Activation may be due to intracellular contamination by mycoplasma (hard to see), virus or bacteria (easy to see). or by droplet of other culture cell line if several cell line manipulation Under the same Hood or work session.

Also be sure you re using a fresh aliquot and not more than 6 - 10 passages of your Raw cells. Avoid to  detach your cells by scraping after EDTA treatment, preferably use cold EDTA solution.  and be sure your watter is purified.

In addition to a microbial contamination there is also the possibility that your glass/plastic ware, media and water may contain lipopolysaccharide, which could activate your cells. Care should be taken to remove LPS from all utilities, media and water - if you are not already doing that.

Best regards

Lasse 

First, I'm unclear as to what you mean by activated?  Are you testing for TNF production or are you seeing a morphological change in the cells?

Either way, in addition to ruling out bacterial contamination (as the others have suggested), I suggest you passage your cells by scraping and not by chelating.  If you insist on using EDTA, I recommend removing the majority of EDTA from the cell suspension before you subculture.  It is very easy to deplete the free Ca2+ and Mg2+ from the culture media if there is excess EDTA around.

Finally, another source of LPS contamination is the autoclave.  If you are using autoclaved materials, you might want to try using certified non-pyrogenic versions of them. 

What do you mean by activated? RAW 264.7 look spread and "activated" as a primary macrophage might, but is indeed not activated until chemically promoted to.

Also, RAW 264.7 are meant to be passaged by scraping, not chemical dissociation.

Dear Ho,

Very good question! I suppose that you, just like me, are observing an altered morphological phenotype indicating and "activation" (although it might not be activated in the sense of protein production). We have been using these cells for quite a while and experienced this phenotype in the beginning. This is what I was recommended and which works for us: 

First, which was already mentioned, these cells appear to be very sensitive for high passages, so you should use fresh aliquots.

Second, also mentioned, the cells are not very sticky which is why EDTA or Trypsin is not necessary. Simple pipetting is sufficient in my case.

Third, I was recommended by our provider to use 1% HEPES, which really seems to make the cells happier and maintain their circular morphology. Change medium frequently although the cells are not that metabolically active that the medium change color that fast.

Lastly, as indicated, make sure that your cells are not contaminated with mycoplasma for example.

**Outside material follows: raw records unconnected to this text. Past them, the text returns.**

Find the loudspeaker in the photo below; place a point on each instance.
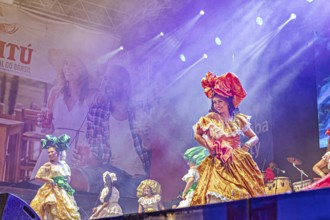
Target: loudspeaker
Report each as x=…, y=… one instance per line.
x=12, y=207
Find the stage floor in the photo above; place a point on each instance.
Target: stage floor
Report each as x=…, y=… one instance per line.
x=297, y=205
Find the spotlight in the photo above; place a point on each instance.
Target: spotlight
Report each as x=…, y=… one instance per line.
x=217, y=41
x=293, y=16
x=259, y=21
x=182, y=58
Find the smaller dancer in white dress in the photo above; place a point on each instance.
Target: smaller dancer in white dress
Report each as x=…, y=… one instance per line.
x=149, y=194
x=109, y=198
x=194, y=156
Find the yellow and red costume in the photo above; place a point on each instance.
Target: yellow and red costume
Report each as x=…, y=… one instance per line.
x=230, y=173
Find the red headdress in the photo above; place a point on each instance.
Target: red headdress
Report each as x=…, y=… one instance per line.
x=226, y=85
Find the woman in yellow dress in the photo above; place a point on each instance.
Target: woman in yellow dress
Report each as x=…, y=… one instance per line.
x=229, y=173
x=54, y=199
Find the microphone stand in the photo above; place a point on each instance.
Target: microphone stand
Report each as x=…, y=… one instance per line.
x=301, y=174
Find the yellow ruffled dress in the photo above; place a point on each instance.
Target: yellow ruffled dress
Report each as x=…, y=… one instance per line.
x=53, y=202
x=239, y=176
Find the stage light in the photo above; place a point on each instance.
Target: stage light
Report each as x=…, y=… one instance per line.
x=293, y=16
x=182, y=58
x=217, y=41
x=259, y=21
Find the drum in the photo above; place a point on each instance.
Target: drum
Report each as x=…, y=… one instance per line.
x=298, y=186
x=278, y=186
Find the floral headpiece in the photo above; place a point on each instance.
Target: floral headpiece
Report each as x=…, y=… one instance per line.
x=61, y=142
x=226, y=85
x=196, y=154
x=153, y=184
x=113, y=176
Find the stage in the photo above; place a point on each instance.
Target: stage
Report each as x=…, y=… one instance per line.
x=296, y=205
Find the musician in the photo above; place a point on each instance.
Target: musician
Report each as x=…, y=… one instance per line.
x=321, y=168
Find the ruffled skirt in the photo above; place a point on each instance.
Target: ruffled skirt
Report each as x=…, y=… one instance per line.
x=54, y=203
x=238, y=178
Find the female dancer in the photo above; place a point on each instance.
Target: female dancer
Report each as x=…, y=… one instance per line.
x=229, y=173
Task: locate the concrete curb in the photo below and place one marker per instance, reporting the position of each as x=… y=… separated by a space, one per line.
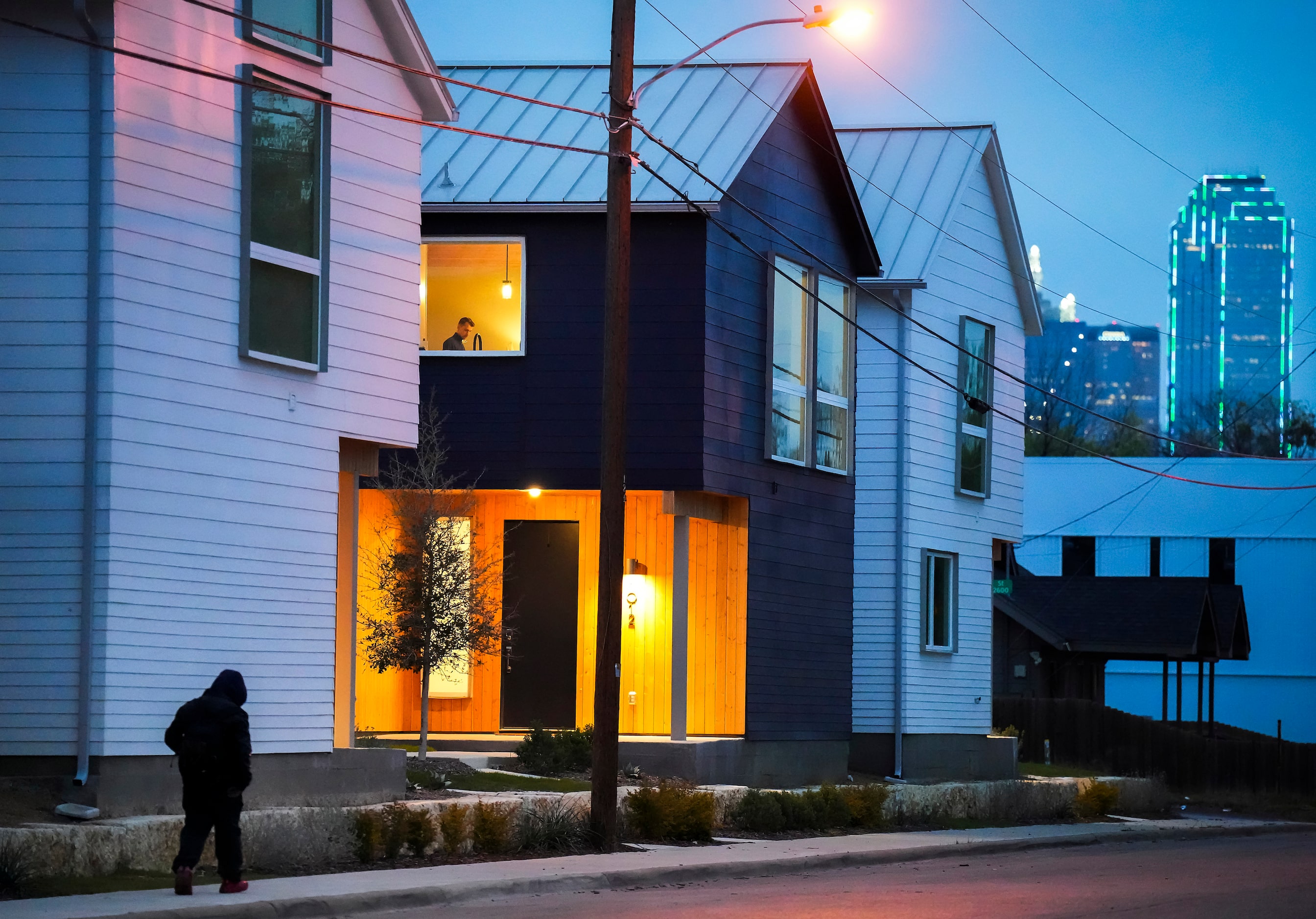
x=460 y=892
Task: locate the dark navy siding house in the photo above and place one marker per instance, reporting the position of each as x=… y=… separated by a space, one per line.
x=740 y=514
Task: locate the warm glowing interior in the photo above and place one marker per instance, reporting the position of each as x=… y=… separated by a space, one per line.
x=477 y=280
x=716 y=621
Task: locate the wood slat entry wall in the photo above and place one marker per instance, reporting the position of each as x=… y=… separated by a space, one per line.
x=718 y=589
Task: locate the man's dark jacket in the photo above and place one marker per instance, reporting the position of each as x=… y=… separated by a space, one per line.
x=211 y=736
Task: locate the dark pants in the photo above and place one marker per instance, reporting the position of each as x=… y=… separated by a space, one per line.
x=207 y=806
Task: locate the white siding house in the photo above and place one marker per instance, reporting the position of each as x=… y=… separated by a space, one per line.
x=1269 y=537
x=927 y=520
x=216 y=460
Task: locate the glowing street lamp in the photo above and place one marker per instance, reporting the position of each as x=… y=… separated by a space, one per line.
x=846 y=19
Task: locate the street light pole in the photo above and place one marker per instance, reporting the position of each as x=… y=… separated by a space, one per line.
x=612 y=449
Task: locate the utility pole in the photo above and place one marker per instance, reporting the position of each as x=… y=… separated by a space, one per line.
x=612 y=449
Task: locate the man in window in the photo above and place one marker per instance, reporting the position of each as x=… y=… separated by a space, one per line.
x=458 y=341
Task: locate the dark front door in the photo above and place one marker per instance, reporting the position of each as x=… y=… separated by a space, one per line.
x=540 y=581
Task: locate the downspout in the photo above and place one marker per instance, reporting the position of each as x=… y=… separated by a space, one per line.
x=90 y=409
x=899 y=613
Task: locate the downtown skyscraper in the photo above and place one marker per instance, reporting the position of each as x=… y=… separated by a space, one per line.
x=1231 y=305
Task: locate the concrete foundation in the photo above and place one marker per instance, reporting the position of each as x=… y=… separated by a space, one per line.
x=141 y=785
x=938 y=758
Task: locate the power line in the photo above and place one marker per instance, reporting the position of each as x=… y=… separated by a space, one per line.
x=974 y=403
x=694 y=167
x=1014 y=178
x=293 y=94
x=386 y=62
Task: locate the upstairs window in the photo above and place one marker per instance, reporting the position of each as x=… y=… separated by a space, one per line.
x=284 y=216
x=811 y=376
x=973 y=449
x=306 y=18
x=473 y=296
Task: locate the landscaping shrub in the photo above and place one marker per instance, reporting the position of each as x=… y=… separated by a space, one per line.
x=758 y=812
x=867 y=804
x=369 y=831
x=452 y=822
x=553 y=753
x=670 y=810
x=1097 y=800
x=828 y=807
x=554 y=825
x=422 y=831
x=493 y=827
x=16 y=870
x=395 y=818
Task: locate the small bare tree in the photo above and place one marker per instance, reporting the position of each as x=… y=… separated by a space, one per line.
x=436 y=588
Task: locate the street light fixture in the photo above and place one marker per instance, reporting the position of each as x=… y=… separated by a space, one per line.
x=850 y=20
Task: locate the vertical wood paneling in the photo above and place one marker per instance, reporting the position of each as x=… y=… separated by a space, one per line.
x=716 y=690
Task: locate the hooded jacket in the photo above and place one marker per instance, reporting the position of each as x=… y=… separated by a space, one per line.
x=212 y=738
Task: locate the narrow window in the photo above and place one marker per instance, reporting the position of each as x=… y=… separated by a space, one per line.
x=832 y=413
x=305 y=18
x=473 y=296
x=790 y=366
x=973 y=472
x=1078 y=556
x=1222 y=562
x=284 y=283
x=939 y=601
x=811 y=370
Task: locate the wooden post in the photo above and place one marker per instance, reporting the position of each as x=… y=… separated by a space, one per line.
x=1212 y=696
x=1178 y=692
x=680 y=622
x=612 y=447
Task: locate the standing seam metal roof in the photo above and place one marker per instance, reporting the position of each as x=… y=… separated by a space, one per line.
x=714 y=119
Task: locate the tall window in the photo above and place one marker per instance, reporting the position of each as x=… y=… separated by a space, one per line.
x=940 y=597
x=473 y=296
x=973 y=463
x=284 y=216
x=811 y=370
x=306 y=18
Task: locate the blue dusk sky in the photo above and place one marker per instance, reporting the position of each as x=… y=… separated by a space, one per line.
x=1208 y=86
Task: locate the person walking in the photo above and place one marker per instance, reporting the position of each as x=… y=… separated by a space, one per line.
x=213 y=745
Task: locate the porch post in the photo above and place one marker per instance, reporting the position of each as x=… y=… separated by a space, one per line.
x=680 y=621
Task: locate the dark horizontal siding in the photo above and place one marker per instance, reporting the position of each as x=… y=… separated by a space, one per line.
x=535 y=420
x=802 y=538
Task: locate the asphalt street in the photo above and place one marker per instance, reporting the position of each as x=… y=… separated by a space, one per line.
x=1218 y=879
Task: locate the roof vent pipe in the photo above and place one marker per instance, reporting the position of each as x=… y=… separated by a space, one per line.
x=90 y=409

Good luck with your experiments!

I suggest you to detach the cells with Basic DMEM, but not with PBS. Then digest whe trypsin contained with EDTA quickly. Like Partrik said—— these cells appear to be very sensitive for high passages, so you should use fresh aliquots.  When we found the cell morphological phenotype changed,  we recovered the fresh cells from liquid nitrogen. Maybe this would help you.

Another tip, add the 1/200 Ciprofloxacin  would work better. 

Like others have said above, I suggest:

1. Checking the endotoxin levels in your media and PBS. Are you making your own or purchasing? When we made our own, we purchased endotoxin free water.

2. Using the RAW264.7 cells at low passage numbers. We saw significant changes after about passage 20 so we would restart with a fresh vial.

I am using the same cell line, Heat inactivated FBS would make a big difference. As well, the passage number played a role.